Внезапно опять завыла баньши — ее пронзительный вопль то усиливается, то стихает. Анна, сидящая с книгой у моих ног, в панике вскакивает и бежит в дом. Возвращается с двумя египетскими масками, одну из которых пытается надеть на меня. Я не даюсь. Маски мне больше ни к чему. Анна уступает, качая головой, и кладет обе маски на землю. Она садится на траву, прикрывает ноги широкой коричневой юбкой и вновь погружается в чтение.
Пусть баньши воют, пусть в синем безоблачном небе появляются демоны.

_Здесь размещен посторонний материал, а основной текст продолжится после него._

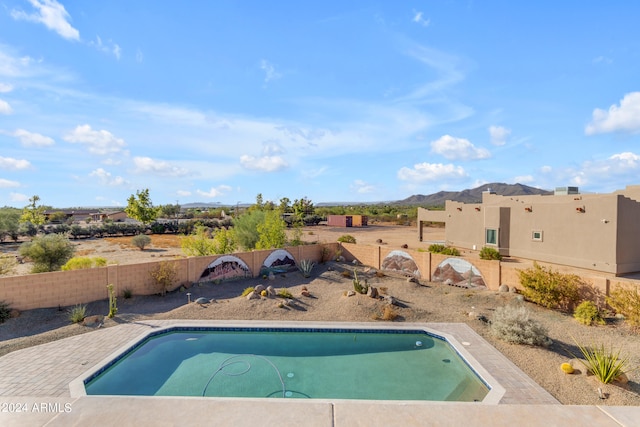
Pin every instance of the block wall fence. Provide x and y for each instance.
(68, 288)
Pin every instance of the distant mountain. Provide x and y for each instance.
(473, 195)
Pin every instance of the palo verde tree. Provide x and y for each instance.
(140, 207)
(48, 253)
(33, 212)
(271, 231)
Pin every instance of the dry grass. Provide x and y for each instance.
(157, 241)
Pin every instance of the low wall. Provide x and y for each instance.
(67, 288)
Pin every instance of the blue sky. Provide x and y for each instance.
(336, 101)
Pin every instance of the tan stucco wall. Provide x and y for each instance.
(600, 232)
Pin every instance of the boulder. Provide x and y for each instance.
(372, 292)
(253, 295)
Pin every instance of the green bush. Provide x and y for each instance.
(626, 300)
(305, 266)
(588, 314)
(78, 313)
(549, 288)
(5, 311)
(346, 238)
(444, 250)
(490, 254)
(512, 323)
(8, 264)
(48, 253)
(605, 364)
(141, 241)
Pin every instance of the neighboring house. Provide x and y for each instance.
(600, 232)
(347, 220)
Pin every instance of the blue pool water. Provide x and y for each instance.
(291, 363)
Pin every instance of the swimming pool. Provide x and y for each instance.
(290, 362)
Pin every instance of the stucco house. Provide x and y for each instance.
(599, 232)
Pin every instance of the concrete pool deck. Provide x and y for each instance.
(36, 389)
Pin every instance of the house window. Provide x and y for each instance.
(491, 236)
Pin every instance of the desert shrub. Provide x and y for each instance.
(141, 241)
(442, 249)
(346, 238)
(513, 323)
(80, 263)
(606, 364)
(48, 253)
(626, 300)
(360, 287)
(5, 311)
(550, 289)
(305, 266)
(588, 314)
(165, 275)
(490, 254)
(389, 313)
(78, 313)
(247, 291)
(8, 264)
(113, 305)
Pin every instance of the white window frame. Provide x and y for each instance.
(496, 236)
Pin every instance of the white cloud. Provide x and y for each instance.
(623, 118)
(5, 183)
(458, 149)
(32, 139)
(109, 48)
(17, 197)
(146, 165)
(270, 72)
(106, 178)
(418, 18)
(423, 172)
(220, 190)
(499, 134)
(52, 14)
(5, 108)
(264, 163)
(100, 142)
(362, 187)
(13, 164)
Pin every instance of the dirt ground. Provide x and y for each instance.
(417, 302)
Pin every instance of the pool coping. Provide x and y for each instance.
(466, 342)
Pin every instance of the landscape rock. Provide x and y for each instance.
(372, 292)
(253, 295)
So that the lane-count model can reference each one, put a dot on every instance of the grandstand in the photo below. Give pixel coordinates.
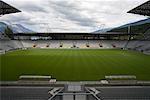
(77, 66)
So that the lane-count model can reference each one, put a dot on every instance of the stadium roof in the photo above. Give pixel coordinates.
(143, 9)
(7, 9)
(137, 27)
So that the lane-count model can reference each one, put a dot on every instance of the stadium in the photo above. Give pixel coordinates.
(112, 65)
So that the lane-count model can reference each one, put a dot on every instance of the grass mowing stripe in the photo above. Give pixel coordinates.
(74, 64)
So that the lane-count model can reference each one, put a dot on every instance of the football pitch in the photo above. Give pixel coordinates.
(74, 64)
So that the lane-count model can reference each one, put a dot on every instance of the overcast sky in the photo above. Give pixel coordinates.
(72, 15)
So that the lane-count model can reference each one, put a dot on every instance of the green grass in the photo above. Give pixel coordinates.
(74, 64)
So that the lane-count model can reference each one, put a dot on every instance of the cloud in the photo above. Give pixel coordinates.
(72, 15)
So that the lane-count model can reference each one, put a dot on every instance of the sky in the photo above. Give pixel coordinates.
(72, 15)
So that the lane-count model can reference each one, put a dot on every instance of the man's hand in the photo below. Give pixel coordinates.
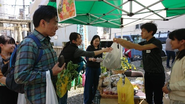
(56, 69)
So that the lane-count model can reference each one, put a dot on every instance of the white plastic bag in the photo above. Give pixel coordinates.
(113, 59)
(51, 97)
(21, 99)
(166, 99)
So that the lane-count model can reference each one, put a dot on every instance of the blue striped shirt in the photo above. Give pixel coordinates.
(34, 76)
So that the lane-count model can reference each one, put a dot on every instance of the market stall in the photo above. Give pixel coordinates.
(108, 87)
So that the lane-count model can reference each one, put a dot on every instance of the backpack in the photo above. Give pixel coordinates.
(10, 82)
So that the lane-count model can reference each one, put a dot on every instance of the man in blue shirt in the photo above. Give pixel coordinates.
(33, 76)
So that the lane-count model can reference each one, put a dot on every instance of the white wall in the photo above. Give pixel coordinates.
(63, 34)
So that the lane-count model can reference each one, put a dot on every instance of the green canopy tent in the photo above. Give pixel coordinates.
(118, 13)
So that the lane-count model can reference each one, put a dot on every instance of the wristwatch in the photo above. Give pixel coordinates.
(168, 87)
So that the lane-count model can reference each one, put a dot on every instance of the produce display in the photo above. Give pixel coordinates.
(108, 84)
(65, 77)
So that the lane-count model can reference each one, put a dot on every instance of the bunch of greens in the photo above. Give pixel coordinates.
(65, 77)
(126, 65)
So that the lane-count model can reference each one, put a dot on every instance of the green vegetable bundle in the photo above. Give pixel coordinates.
(65, 77)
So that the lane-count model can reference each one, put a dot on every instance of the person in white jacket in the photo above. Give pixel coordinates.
(176, 86)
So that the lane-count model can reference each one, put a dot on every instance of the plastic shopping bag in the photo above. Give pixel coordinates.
(125, 92)
(51, 97)
(113, 59)
(61, 86)
(166, 99)
(21, 99)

Вой прекращается. Наступает тишина. Слышно только жужжание насекомых. По подлокотнику садового кресла ползают муравьи. У них тоже есть свои Адам и Ева, свой Моисей, свой Иаков, свое священное писание, свое вавилонское пленение, свое Красное море, своя литература, свой Шекспир. Свой Фрейд.
Снова воет баньши, на этот раз протяжно, монотонно. Анна успокаивается. «Еще одна ложная тревога, — говорит она. — Ты был прав, папа. Ты всегда прав». Ее слова, одновременно уважительные и раздраженные, напомнили мне об одной из моих оставшихся дома сестер. Тетушек привлекает капелька джема. «Квубницный дзем! Квубницный дзем!» Тонкий голосок малютки Анны. Ее первое сновидение.
Отец приехал во Фрайберг в середине прошлого века к своему деду, торговцу. Спустя немного времени туда же, во Фрайберг, приехали и оба его сына, Эмануил и Филипп, а с ними — вторая жена отца, та самая Ребекка с горящими глазами. Они жили в одной комнате на втором этаже дома, стоявшего на улице, название которой не припомню. Отцу было тогда около сорока. Через три года он женился на моей матери, Амалии, которой тогда было девятнадцать. Она была ровесницей моих единокровных братьев. Я родился в сорочке и с макушки до пальчиков ног был покрыт черными волосами. Вслед за мной родился Юлий. К счастью, через несколько месяцев он умер. Потом появилось пять девочек: Анна, Роза, Митци, Дольфи и Полина, и, наконец, родился второй брат, Александр. В раннем детстве я дружил с моими племянником и племянницей, детьми Эмануила и его жены Марии; звали их Йон и Полина. Как-то, играя на лужайке, мы с Йоном налетели на Полину и отобрали у девочки ее золотые цветы.
Мои единокровные братья годились мне в отцы, отец — в деды, племянник и племянница были мне как брат и сестра, а моя мать, в чьи лоснящиеся потные соски я тыкался волосатым лицом, вполне могла быть моей женой. Была у меня и еще одна мама — старая и уродливая служанка по имени Моника. Хотя, впрочем, наверное, она была не такой уж и старой, ведь однажды вода в ее ванне превратилась в Красное море. Она позволила моим пухлым волосатым пальчикам исследовать его источник. Она смеялась, когда я помочился прямо в Красное море.